To simplify the situation consider this scenario:
I have a table which contains a customer name and product purchased. customer name can have multiple purchases of same and different products. So firstly I can take distinct customer name and product name, so I see all customers and all products they purchased at least once.
Now I want a query to show me a sort of matching customers, according to the product they both purchased, so I want to count the similar products they purchased.
So I want to see for each pair of customers (pairing all the table) the amount of similar product they purchased.
Lets say the raw data is:
CustomerName | ProductName A | 1 A | 2 A | 1 A | 3 B | 1 B | 2 B | 4 C | 2
Then I want to see the result of:
CustomerName1 | CustomerName2 | CountSimilarity A | B | 2 A | C | 1 B | C | 1
And so on for all pairs of customers that have at least 1 similar product purchasing
Any suggestions how to approach this query?

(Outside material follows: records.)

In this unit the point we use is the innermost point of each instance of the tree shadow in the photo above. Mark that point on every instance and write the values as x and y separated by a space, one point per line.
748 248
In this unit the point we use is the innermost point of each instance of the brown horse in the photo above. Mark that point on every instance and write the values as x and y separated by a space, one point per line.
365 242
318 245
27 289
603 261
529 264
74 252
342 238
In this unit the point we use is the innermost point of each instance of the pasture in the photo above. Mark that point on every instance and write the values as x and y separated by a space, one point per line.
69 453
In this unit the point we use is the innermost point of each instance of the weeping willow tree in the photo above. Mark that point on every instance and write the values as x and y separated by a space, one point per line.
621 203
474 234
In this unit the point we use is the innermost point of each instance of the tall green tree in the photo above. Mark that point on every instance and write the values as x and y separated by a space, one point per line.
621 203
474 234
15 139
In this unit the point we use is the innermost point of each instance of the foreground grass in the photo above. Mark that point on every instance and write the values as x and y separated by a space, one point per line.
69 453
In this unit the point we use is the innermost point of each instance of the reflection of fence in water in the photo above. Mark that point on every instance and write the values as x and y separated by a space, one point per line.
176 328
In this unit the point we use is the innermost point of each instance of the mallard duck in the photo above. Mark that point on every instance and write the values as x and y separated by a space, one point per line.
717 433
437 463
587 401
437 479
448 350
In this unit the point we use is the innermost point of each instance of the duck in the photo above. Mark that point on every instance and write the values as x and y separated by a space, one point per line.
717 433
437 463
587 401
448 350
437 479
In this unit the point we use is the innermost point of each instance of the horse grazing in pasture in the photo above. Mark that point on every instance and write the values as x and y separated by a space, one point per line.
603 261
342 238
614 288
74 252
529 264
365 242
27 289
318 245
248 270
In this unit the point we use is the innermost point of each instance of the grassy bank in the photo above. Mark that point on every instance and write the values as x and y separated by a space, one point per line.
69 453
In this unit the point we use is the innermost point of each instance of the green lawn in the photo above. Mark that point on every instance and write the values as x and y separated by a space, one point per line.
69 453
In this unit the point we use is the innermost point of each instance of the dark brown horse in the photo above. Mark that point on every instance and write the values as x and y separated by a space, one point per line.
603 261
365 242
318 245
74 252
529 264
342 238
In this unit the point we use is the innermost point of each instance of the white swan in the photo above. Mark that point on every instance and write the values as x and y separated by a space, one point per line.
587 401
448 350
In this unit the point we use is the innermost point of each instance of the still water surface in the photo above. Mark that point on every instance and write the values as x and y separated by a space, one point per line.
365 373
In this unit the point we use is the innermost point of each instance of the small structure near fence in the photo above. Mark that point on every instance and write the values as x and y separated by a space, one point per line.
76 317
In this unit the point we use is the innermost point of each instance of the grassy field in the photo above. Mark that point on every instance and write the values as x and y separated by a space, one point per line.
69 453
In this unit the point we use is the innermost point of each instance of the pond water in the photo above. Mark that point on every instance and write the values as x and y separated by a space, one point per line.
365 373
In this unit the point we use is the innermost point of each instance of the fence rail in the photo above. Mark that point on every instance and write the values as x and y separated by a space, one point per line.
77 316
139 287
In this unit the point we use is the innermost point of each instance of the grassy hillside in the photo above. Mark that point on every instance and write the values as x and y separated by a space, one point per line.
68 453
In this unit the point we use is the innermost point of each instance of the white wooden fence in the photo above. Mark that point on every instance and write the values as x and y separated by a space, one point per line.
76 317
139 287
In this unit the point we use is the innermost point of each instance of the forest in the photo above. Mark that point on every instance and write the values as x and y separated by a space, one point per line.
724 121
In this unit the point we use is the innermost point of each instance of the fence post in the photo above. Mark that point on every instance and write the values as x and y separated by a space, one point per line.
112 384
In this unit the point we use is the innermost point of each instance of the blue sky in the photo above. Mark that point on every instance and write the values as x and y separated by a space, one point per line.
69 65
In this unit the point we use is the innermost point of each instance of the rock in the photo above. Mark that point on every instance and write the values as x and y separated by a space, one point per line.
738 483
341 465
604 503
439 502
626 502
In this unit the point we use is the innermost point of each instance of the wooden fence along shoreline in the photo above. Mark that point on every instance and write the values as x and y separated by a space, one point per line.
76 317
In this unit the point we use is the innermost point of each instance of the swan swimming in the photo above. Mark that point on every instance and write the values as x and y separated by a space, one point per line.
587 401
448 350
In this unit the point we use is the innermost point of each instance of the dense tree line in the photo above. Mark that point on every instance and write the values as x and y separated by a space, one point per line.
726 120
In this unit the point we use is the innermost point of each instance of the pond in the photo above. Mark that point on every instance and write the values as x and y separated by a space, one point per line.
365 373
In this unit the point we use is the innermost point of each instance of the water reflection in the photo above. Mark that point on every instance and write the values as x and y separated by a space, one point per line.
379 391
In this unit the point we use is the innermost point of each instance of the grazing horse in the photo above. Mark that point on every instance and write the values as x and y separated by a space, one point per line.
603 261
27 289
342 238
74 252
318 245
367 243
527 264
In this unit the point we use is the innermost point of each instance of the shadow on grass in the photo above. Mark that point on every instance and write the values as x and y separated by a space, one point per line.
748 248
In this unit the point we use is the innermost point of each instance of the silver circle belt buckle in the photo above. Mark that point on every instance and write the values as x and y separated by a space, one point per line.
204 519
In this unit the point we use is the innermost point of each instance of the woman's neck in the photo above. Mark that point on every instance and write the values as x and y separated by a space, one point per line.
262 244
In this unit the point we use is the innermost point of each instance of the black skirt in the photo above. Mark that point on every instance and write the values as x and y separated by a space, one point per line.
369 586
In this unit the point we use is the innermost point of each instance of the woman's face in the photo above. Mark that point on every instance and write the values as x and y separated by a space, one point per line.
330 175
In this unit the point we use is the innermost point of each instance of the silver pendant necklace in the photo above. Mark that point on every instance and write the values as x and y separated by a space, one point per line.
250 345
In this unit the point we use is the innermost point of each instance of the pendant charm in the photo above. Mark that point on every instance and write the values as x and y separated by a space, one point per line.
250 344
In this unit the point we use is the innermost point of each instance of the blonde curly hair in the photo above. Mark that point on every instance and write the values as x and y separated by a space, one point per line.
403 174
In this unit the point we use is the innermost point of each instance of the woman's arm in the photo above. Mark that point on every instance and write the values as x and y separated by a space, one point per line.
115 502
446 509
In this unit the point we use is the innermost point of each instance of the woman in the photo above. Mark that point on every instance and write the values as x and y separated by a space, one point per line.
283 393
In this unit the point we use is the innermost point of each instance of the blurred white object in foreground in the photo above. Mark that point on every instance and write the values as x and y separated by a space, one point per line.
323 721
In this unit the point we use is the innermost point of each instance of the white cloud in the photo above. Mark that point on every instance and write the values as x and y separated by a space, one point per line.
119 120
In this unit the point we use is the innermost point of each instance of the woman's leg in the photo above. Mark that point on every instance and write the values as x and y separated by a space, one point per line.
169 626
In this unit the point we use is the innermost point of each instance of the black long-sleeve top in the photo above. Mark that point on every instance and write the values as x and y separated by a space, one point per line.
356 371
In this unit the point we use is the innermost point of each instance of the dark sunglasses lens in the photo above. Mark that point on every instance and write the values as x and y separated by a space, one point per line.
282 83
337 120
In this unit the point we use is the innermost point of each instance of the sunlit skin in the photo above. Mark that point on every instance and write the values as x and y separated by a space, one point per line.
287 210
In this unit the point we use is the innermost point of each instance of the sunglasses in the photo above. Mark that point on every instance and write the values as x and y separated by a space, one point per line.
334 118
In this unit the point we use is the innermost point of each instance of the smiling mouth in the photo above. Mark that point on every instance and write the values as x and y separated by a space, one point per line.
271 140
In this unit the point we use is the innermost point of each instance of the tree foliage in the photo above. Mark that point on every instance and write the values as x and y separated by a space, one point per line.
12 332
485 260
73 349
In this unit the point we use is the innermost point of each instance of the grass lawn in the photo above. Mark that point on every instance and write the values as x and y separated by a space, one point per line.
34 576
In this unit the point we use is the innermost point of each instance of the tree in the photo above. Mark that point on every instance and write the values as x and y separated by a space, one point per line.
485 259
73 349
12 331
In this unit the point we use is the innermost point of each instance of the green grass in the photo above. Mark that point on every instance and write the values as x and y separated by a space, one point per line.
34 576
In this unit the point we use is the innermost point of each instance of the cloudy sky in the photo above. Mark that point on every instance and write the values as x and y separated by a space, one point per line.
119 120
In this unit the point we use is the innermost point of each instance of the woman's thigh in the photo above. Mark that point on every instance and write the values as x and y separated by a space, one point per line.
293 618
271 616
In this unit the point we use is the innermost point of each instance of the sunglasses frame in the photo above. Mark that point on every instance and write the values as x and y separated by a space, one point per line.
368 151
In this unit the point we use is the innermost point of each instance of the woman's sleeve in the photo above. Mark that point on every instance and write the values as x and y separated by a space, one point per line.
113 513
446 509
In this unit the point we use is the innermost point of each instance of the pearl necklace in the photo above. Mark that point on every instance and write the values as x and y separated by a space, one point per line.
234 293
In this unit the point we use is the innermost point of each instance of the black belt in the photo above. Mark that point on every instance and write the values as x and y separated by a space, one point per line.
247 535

The environment is SQL Server.
Thanks
Advertisement
Answer
Here is a self join approach:
SELECT t1.CustomerName, t2.CustomerName, COUNT(*) AS CountSimilarity FROM yourTable t1 INNER JOIN yourTable t2 ON t1.ProductName = t2.ProductName WHERE t1.CustomerName < t2.CustomerName GROUP BY t1.CustomerName, t2.CustomerName;
Two records are joined together above if their products match. Note that the inequality in the WHERE
clause ensures that customer pairs do not appear in duplicate.